Решение, которого потребовал от него Карморан, было принято.
- Я провожу тебя, - сказал Эвалд, набрасывая на себя еще не просохший с ночи плащ.
- Зачем? - усмехнулась Муза. - Ведь я исчезаю так же, как и появляюсь. - И достала свой волшебный веер.
- Погоди! - крикнул он, хватая фею за полу белой накидки. - Ну, прошу тебя! Хватит же так исчезать! Я хочу хоть разок прогуляться с тобой, помечтать о разном, а может и обнять на прощанье, - неловко пошутил он.

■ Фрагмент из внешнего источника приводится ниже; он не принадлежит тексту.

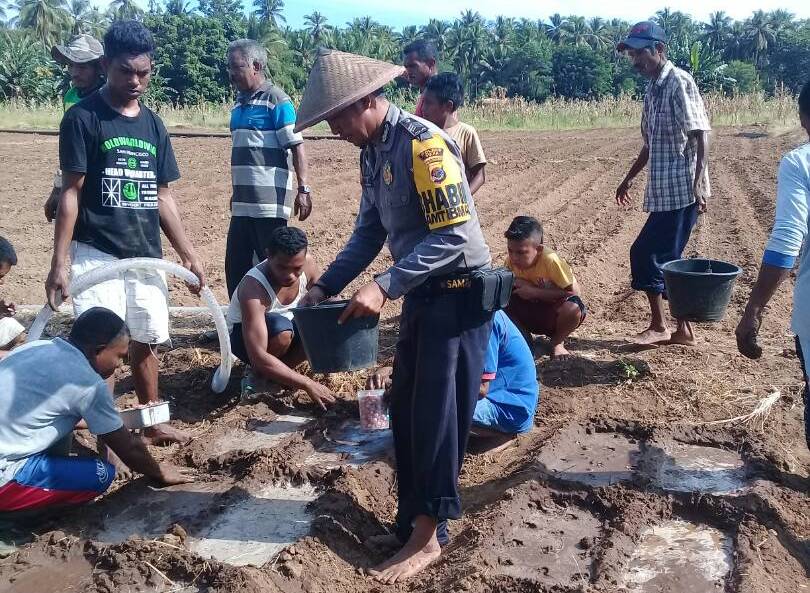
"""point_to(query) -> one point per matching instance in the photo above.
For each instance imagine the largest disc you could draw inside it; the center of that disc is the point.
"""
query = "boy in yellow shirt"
(546, 298)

- Ах, Эвалд, Эвалд, - покачала головой Муза. - Веселый ты человек! Только ведь я не Эмилия.
- Откуда тебе известно про Эмилию?! - насторожился Поэт.
- Ты забыл, как я только что забросала тебя рифмами и самыми прекрасными эпитетами и сравнениями в ее честь! - беззаботно рассмеялась Муза.
- Ах, да! - вспомнил Эвалд, и ему стало еще нестерпимее чувствовать ее власть над ним.
- Ну, ладно, - смилостивилась она, - пожалуй, я исполню твою просьбу. Только прогулку мы совершим не пешком.
- У меня... нет денег, чтобы взять лошадей, - смутился Эвалд.
- Сегодня лошадей беру я. Смотри! - Она взмахнула веером, и за окном тихонько раздалось конское ржание. Эвалд распахнул занавески и увидел в предрассветном тумане у подъезда "Эмилии" белоснежного прекрасного коня с огромными крыльями по бокам.
- Это - Пегас, - сказала Муза. - Прогулка на нем, пусть даже единственная, даст тебе много новых мыслей, сюжетов, идей!
Эвалд не помнил как покинул чердак, как сел в удобное седло, - он увидел землю с высоты птичьего полета и услышал музыку крыльев за спиной. Муза парила рядом, изредка приглаживая коню разметавшуюся от ветра гриву.
Внезапно город внизу пропал, наступила темнота... Вскоре Поэт увидел совсем другую страну, иной век, чужую эпоху. Пегас чуть приблизился к холмам у реки, и до слуха Поэта донеслись стихи, которые читала юношам и девушкам рыжеволосая Сапфо. Стихи звучали по-древнегречески, но (как странно!) Эвалд их понимал. А с другого берега, как бы ей в ответ, пел свои песни Алкей. Пел и плакал от безнадежной любви.
Пегас пронесся дальше, и древние города сменились на старые. Внизу пролегла Италия с куполом собора святого Марка, венецианскими гондолами, капюшонами инквизиторов. Эвалд сразу же узнал грубый профиль великого Данте, услышал голос солнечного Петрарки под балконом бессмертной Лауры, и ее - смеющуюся в окне палаццо - смущенную и счастливую. Он улыбнулся им, и поэты ответили ему улыбкой, словно все они были связаны узами таинственного братства.
Облака закрыли вечный город, а когда воздушный занавес вновь распахнулся - далеко внизу уже проплывала земля Альбиона, и блистательный драматург по имени Уильям читал в кругу друзей свои сладостные сонеты. Еще миг полета - и еще двести лет позади, и уже весельчак-Робин пронзительно свистит им из дверей шотландского трактира.